Alnylam, in contrast, does not have a partner, and its trial is only studying the drug once every four weeks for two cycles (2 doses), thus limiting the amount of data that will be available to determine the safety and efficacy of the drug.
Finally, FAP's market size is limited -- the dysfunction affects only roughly 5,000 to 10,000 patients worldwide. Given that the earliest ALNY's drug could come to market is likely 2017 onwards, and that it trails both Pfizer and Isis in progress thus far, we find the company's current market capitalization as wildly over-optimistic about ALN-TTR02's prospects.
Alnylam's other Phase II trial, in ALN-RSV01, reported disappointing results last year and has been placed on the backburner. The RSV program was barely mentioned in the JP Morgan conference presentation. The rest of Alnylam's drug candidates are in Phase I.
Yet the company trades at a $1.3 billion market capitalization. We don't think this makes sense.
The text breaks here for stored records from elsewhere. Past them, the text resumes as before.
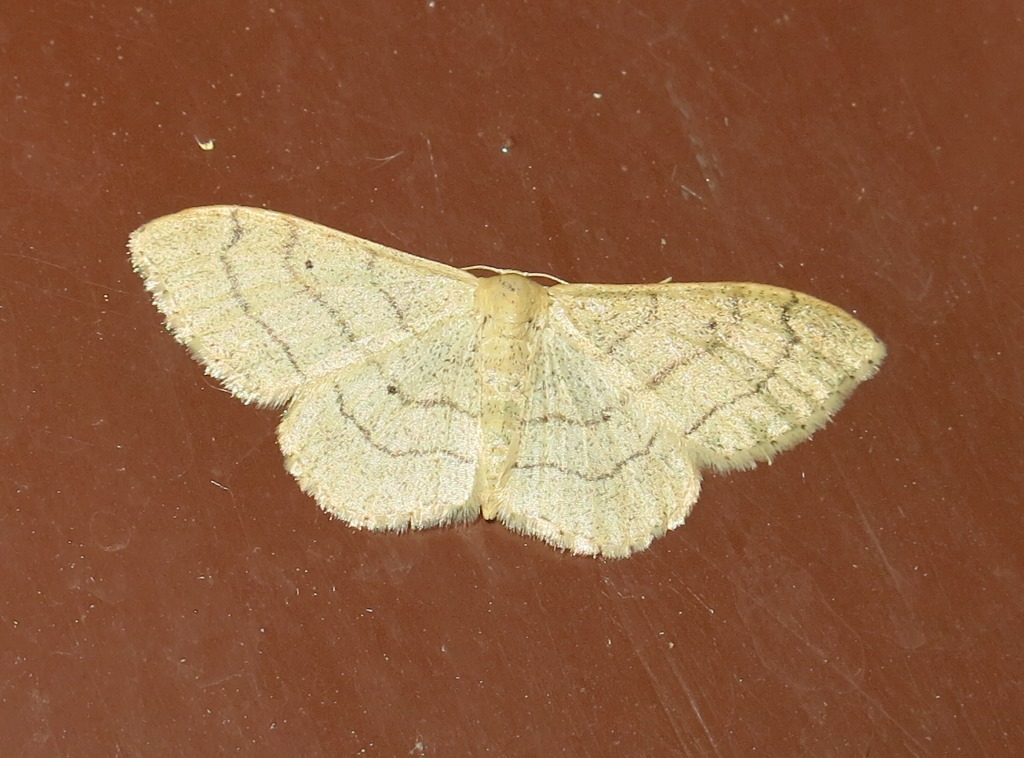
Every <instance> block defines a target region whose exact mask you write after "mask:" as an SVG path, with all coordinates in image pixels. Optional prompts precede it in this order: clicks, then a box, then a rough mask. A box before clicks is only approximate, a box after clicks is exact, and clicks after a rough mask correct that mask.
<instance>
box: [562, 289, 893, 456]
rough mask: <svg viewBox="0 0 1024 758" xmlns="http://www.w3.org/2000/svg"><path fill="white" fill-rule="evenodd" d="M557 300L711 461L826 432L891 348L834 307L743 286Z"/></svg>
mask: <svg viewBox="0 0 1024 758" xmlns="http://www.w3.org/2000/svg"><path fill="white" fill-rule="evenodd" d="M551 295H552V299H553V300H554V301H555V302H556V303H557V306H558V308H560V309H561V310H562V311H563V312H564V318H565V319H566V320H567V321H568V322H570V323H571V324H572V327H573V328H574V329H575V330H578V331H579V332H580V334H581V335H583V336H584V337H585V338H586V339H587V340H589V341H591V342H592V343H593V345H594V347H595V349H597V350H599V351H601V352H603V353H604V354H606V355H607V356H608V357H610V359H612V360H613V361H615V362H616V363H617V364H620V365H621V366H623V367H624V368H626V369H627V370H628V371H630V372H631V373H632V374H633V376H635V377H636V379H637V381H638V383H639V386H640V391H641V392H642V393H646V394H647V395H649V396H650V397H651V398H653V399H656V404H657V405H658V407H659V408H660V409H662V412H663V413H664V414H665V418H666V422H667V423H668V424H669V425H670V426H671V427H672V429H673V430H674V432H675V433H676V434H678V436H679V437H680V439H683V440H685V445H686V446H687V447H688V448H689V449H690V450H691V453H692V455H694V457H695V459H696V460H697V461H698V462H699V463H701V464H703V465H712V466H715V467H717V468H720V469H730V468H742V467H746V466H750V465H753V464H754V463H756V462H757V461H758V460H764V459H767V458H770V457H771V456H772V455H773V454H775V453H777V452H779V451H781V450H784V449H786V448H790V447H792V446H793V445H796V444H797V443H799V441H800V440H802V439H805V438H806V437H807V436H809V435H810V434H811V433H812V432H813V431H814V430H815V429H817V428H819V427H820V426H822V425H823V424H824V423H825V422H826V421H827V420H828V418H829V417H830V415H831V414H833V413H835V412H836V411H837V410H838V409H839V408H840V406H842V404H843V401H844V399H845V398H846V397H847V396H848V395H849V393H850V392H851V391H852V390H853V388H854V387H856V385H857V384H858V383H859V382H860V381H862V380H863V379H865V378H867V377H869V376H871V375H872V374H873V373H874V371H876V370H877V369H878V366H879V364H880V363H881V361H882V359H883V356H884V355H885V347H884V346H883V345H882V343H881V341H879V340H878V338H877V337H876V336H874V335H873V334H872V333H871V332H870V330H868V329H867V328H866V327H865V326H864V325H863V324H861V323H860V322H859V321H857V320H856V319H854V318H853V317H852V315H850V314H849V313H847V312H845V311H843V310H842V309H840V308H837V307H836V306H834V305H830V304H828V303H825V302H823V301H821V300H818V299H816V298H813V297H811V296H809V295H804V294H801V293H797V292H793V291H791V290H784V289H780V288H777V287H770V286H767V285H755V284H738V283H708V284H659V285H637V286H622V285H620V286H614V285H605V286H602V285H568V286H559V287H553V288H551Z"/></svg>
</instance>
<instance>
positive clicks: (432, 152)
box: [423, 135, 444, 212]
mask: <svg viewBox="0 0 1024 758" xmlns="http://www.w3.org/2000/svg"><path fill="white" fill-rule="evenodd" d="M423 138H424V139H426V140H427V155H428V156H429V157H430V171H431V172H432V173H433V175H434V196H436V198H437V210H438V211H439V212H443V210H444V209H443V208H442V207H441V186H440V177H439V176H438V174H437V162H436V161H435V160H434V145H433V144H432V143H431V142H430V137H428V136H426V135H424V137H423Z"/></svg>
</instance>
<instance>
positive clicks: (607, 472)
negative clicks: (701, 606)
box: [129, 206, 886, 557]
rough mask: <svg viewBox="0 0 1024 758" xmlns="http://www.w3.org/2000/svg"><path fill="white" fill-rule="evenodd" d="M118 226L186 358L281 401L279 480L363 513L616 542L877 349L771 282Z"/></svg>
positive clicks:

We recognize that biotech stocks routinely garner several hundred millions of dollars of market capitalization despite drug candidates being in only Phase I or Phase II trials and having long shot odds of ever receiving FDA approval. Yet for a company with this sort of uninspiring drug portfolio to garner a $1.3 billion market cap is highly unusual.
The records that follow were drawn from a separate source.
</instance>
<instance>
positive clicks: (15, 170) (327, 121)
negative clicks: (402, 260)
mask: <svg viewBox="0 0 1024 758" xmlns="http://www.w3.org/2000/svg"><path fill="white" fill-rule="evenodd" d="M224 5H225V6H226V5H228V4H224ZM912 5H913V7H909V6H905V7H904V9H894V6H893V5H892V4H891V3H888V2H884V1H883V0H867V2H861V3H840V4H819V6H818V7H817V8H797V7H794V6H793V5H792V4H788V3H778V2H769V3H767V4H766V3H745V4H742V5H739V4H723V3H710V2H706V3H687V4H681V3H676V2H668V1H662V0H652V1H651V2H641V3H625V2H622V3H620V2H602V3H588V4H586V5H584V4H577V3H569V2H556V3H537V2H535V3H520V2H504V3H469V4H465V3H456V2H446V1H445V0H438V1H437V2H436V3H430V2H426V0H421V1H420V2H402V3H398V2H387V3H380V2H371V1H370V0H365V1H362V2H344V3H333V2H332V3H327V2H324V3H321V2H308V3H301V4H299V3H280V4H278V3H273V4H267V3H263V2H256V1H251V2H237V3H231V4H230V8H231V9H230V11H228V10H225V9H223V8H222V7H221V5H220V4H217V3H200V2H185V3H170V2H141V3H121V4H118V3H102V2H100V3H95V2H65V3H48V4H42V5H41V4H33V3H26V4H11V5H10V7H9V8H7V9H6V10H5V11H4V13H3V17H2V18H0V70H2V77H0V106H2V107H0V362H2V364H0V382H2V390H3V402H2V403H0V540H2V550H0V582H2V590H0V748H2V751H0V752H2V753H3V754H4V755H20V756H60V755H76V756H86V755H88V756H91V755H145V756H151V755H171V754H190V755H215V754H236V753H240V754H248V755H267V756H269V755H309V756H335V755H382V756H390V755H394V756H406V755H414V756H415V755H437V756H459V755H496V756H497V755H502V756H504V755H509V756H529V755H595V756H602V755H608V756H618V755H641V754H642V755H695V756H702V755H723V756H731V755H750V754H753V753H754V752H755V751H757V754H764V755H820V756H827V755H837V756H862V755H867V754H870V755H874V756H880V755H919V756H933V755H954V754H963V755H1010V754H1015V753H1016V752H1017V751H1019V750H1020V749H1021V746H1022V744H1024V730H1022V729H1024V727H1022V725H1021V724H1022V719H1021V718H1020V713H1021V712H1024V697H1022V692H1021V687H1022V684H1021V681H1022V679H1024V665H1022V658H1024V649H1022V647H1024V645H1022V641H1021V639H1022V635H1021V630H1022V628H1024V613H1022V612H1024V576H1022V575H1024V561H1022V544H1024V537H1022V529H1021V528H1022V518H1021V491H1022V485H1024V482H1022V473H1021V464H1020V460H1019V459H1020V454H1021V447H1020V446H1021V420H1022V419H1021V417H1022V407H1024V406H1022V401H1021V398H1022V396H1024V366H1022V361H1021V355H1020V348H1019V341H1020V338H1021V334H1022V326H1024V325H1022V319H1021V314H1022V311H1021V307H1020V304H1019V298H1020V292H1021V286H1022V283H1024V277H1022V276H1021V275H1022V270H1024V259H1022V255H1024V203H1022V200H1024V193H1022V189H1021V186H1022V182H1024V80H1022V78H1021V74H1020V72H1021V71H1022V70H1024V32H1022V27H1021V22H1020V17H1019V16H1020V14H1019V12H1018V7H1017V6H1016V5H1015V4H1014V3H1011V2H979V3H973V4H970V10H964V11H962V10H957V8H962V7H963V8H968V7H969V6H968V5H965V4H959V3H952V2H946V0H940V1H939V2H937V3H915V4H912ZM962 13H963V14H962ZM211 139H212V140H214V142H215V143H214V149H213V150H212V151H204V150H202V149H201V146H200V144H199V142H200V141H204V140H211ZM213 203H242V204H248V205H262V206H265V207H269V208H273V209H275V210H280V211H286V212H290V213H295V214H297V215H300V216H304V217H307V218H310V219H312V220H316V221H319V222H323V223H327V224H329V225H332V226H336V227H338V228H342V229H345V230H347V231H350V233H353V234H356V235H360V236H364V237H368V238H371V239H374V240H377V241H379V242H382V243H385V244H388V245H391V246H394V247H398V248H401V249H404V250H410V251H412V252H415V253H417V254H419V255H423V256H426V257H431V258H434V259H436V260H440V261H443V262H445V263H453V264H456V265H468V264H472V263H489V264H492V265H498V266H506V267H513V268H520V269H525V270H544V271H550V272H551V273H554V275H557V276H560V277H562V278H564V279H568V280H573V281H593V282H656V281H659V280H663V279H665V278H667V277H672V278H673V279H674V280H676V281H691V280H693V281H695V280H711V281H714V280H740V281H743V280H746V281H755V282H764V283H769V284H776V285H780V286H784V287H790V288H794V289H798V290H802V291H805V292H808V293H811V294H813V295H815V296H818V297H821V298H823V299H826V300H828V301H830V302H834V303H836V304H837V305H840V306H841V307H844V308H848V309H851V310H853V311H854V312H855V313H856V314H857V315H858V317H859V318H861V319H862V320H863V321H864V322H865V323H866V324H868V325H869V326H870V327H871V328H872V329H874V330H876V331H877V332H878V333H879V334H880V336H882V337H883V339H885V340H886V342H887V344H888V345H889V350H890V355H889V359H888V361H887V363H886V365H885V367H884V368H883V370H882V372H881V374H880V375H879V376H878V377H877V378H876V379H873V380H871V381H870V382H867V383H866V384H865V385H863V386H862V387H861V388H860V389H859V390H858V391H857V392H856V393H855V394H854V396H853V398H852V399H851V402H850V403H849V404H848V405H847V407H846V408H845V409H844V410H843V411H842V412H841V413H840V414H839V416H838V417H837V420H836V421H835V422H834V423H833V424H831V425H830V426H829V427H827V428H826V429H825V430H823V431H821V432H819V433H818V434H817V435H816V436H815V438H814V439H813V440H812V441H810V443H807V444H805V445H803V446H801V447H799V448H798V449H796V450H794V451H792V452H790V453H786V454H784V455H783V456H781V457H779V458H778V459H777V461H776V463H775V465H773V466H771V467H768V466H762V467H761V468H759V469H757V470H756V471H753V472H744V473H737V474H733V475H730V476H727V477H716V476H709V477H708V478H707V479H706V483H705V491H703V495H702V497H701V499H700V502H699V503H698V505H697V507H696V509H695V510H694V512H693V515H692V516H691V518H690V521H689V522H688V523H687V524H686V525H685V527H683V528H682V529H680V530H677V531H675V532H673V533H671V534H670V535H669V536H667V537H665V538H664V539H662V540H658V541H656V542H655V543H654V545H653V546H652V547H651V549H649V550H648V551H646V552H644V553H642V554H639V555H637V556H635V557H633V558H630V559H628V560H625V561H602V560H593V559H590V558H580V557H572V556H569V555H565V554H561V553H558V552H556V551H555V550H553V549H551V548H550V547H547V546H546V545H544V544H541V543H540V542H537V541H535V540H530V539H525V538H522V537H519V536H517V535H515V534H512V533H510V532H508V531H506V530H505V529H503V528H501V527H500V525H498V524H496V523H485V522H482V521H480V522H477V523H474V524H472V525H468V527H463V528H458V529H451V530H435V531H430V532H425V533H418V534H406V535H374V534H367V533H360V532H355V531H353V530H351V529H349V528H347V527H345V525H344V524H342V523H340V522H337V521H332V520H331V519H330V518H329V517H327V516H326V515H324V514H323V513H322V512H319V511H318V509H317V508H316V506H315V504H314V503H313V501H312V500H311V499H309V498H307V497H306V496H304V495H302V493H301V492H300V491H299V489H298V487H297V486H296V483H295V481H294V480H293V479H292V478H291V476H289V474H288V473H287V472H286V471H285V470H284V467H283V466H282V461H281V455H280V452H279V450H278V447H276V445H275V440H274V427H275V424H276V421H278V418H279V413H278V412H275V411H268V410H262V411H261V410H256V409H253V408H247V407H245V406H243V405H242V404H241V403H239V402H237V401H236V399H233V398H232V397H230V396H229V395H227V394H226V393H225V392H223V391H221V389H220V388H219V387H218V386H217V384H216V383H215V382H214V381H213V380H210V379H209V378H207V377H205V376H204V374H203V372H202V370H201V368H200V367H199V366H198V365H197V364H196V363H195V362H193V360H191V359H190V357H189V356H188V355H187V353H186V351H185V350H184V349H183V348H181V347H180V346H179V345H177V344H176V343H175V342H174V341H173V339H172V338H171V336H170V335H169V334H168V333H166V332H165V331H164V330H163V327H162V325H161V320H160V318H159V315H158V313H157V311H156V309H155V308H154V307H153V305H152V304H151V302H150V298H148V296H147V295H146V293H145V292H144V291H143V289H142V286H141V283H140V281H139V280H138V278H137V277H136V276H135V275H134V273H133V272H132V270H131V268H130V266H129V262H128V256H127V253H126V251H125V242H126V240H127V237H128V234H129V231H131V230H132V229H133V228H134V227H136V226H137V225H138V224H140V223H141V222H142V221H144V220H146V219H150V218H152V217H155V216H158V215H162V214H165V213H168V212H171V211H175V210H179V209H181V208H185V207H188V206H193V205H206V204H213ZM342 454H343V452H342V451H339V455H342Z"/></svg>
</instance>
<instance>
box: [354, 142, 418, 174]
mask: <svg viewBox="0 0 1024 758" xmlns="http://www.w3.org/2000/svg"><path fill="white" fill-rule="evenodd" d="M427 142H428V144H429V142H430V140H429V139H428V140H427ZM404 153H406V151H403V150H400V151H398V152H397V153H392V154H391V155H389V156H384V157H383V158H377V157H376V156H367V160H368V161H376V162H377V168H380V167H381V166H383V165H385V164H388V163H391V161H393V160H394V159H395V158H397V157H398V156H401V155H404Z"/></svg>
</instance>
Alnylam seems to be caught up with the broad-based biotech and market rally this month. The S&P Biotech index (XBI US EQUITY on Bloomberg) is up 9% in January, and it makes sense that Alnylam's 30% rally since the start of the year is several multiples of that given its smallcap and speculative nature. That said, the stock's rise does not seem to be supported by the fundamentals. As well, the stock has witnessed no insider buying in almost a year, with the last insider purchase occurring in February of last year. In fact, insiders have been selling since that time, disposing of more than 1.6 million shares in the open market. In particular, the global pharmaceutical company Novartis (NVS), which acquired 13% of ALNY several years ago as part of a collaboration agreement, dumped 1.55m shares at $19.42 in September. If the smart money is selling, we question who is buying at prices 30% higher.